Carlos Valderrama and his signature hairstyle. |
Muggsy Bogues, the shortest player in NBA history, and Larry "Grand ma ma" Johnson |
Colombia, AKA Los Cafeteros (the coffee growers), weren't the best national team in the early to mid 1990s, but they were perhaps the "coolest" team around! Strutting around in their bright yellow jerseys and Bolivarian color scheme (yellow, blue, red), they played with style and featured some memorable personalities. There was midfield playmaker Carlos "Pibe" Valderrama and his giant bleached blonde mop of curls. I didn't even follow soccer / fútbol back then, not even the World Cup, and I could still recognize him! There was goalkeeper Rene "El Loco" Higuita (not the most original nickname, but accurate) who took penalty kicks and free kicks near the opposing team's goal, dribbled out of his penalty area with impunity, and did things like this:
Yes, the Cafeteros of 1990-1994 were about as close a thing as you'll find in the World Cup to a teal and purple Starter jacket. The Hornets of 5-foot-3 point guard Muggsy Bogues, Larry "Grand ma ma" Johnson, and Alonzo "I went to Georgetown, so I have no soul" Mourning (with Dell "Steph Curry's father" Curry coming off the bench) were one of the most popular teams for neutral fans... tailor made for the aforementioned Starter jackets, NBA Inside Stuff Magazine, and NBA Jam video games. The Hornets' only rival in those realms were the Sonics as Gary Payton and Shawn Kemp became breakout stars. (We will now briefly pause, as this post's author goes into a fit of uncontrollable sadness)
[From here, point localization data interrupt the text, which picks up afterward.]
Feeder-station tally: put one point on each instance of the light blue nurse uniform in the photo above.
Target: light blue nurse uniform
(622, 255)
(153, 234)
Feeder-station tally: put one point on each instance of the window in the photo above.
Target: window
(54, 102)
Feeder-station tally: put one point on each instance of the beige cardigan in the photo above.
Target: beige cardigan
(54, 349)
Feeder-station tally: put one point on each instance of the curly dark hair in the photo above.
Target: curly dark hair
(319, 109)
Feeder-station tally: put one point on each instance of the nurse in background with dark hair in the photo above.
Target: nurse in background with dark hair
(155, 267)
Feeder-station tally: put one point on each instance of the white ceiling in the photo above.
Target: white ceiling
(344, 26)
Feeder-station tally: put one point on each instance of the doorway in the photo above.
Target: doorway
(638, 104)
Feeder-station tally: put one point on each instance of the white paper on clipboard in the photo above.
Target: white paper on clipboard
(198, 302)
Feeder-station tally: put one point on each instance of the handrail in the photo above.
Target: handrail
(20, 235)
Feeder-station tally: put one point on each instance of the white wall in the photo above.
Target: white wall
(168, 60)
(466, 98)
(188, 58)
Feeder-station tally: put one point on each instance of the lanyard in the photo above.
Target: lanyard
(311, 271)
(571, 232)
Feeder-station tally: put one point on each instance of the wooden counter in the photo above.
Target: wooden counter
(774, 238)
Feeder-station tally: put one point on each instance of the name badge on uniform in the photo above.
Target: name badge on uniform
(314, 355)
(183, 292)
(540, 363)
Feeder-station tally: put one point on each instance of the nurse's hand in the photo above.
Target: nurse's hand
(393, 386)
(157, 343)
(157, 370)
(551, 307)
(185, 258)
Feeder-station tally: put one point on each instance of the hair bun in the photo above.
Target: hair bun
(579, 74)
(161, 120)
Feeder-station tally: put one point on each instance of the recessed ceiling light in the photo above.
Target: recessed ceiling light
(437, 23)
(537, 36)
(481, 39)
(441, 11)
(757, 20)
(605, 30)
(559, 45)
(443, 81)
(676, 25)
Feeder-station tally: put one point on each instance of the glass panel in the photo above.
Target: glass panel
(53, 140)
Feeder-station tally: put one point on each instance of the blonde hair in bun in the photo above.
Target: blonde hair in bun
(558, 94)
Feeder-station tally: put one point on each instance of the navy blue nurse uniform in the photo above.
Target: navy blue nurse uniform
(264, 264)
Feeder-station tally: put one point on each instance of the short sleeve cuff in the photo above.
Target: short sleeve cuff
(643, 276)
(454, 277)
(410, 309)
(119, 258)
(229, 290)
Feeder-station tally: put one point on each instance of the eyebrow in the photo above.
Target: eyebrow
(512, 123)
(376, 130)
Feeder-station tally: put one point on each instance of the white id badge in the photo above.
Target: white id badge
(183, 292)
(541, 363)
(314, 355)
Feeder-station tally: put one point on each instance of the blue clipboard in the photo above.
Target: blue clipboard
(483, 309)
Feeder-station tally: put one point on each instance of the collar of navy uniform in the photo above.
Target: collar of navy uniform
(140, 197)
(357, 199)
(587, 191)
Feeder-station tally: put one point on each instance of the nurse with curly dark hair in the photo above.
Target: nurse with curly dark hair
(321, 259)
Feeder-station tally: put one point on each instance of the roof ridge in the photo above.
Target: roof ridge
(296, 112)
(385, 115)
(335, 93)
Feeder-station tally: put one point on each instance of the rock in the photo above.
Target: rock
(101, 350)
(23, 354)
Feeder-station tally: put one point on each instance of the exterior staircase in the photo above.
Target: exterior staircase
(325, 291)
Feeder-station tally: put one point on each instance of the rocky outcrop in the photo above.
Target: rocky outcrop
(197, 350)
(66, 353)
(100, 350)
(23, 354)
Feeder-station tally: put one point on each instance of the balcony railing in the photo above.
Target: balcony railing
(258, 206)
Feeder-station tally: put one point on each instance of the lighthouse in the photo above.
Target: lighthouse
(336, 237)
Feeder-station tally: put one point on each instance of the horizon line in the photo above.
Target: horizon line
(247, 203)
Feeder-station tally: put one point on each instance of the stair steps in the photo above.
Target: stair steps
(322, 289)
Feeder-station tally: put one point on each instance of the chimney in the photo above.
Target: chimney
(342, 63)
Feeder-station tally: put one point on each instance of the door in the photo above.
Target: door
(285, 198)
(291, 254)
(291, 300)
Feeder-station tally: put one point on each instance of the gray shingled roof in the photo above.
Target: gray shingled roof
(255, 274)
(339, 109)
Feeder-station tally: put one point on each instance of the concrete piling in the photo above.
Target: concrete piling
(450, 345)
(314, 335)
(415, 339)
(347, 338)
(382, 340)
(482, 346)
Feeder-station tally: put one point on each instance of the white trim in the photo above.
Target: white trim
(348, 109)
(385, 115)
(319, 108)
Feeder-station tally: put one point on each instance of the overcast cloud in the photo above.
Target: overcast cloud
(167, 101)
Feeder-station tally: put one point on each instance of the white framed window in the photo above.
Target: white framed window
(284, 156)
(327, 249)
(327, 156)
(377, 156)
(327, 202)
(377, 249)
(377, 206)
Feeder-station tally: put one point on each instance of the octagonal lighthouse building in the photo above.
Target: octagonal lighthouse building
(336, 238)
Unfortunately, neither team was able to turn entertainment value and great young talent into championship results. After making the Round of 16 in 1990 and posting the best record in CONMEBOL (South American) Qualifying for USA 1994, Colombia entered World Cup '94 as a title contender. However, Higuita and several other players had been suspended before the World Cup due to being "too close"-- real or perceived-- with drug kingpin Pablo Escobar, who-- it has to be said-- had a significant hand in the development of the entire national team.
(The ESPN "30 for 30" documentary "The Two Escobars" tells this story extraordinarily well. It may be the best of all the ESPN "30 for 30" films, and that's high praise indeed. I can't recommend it strongly enough if you have so much as a slight interest in the subject matter.)
Colombia crashed out in the group stage, eliminated after losing their 2nd group match to the U.S. thanks largely to an own goal by the team's captain and best defender, Andrés Escobar. Several weeks later, he was murdered in a Medellín night club (perhaps because of the own goal, or perhaps not). Colombia qualified for the 1998 World Cup, but weren't the same team anymore.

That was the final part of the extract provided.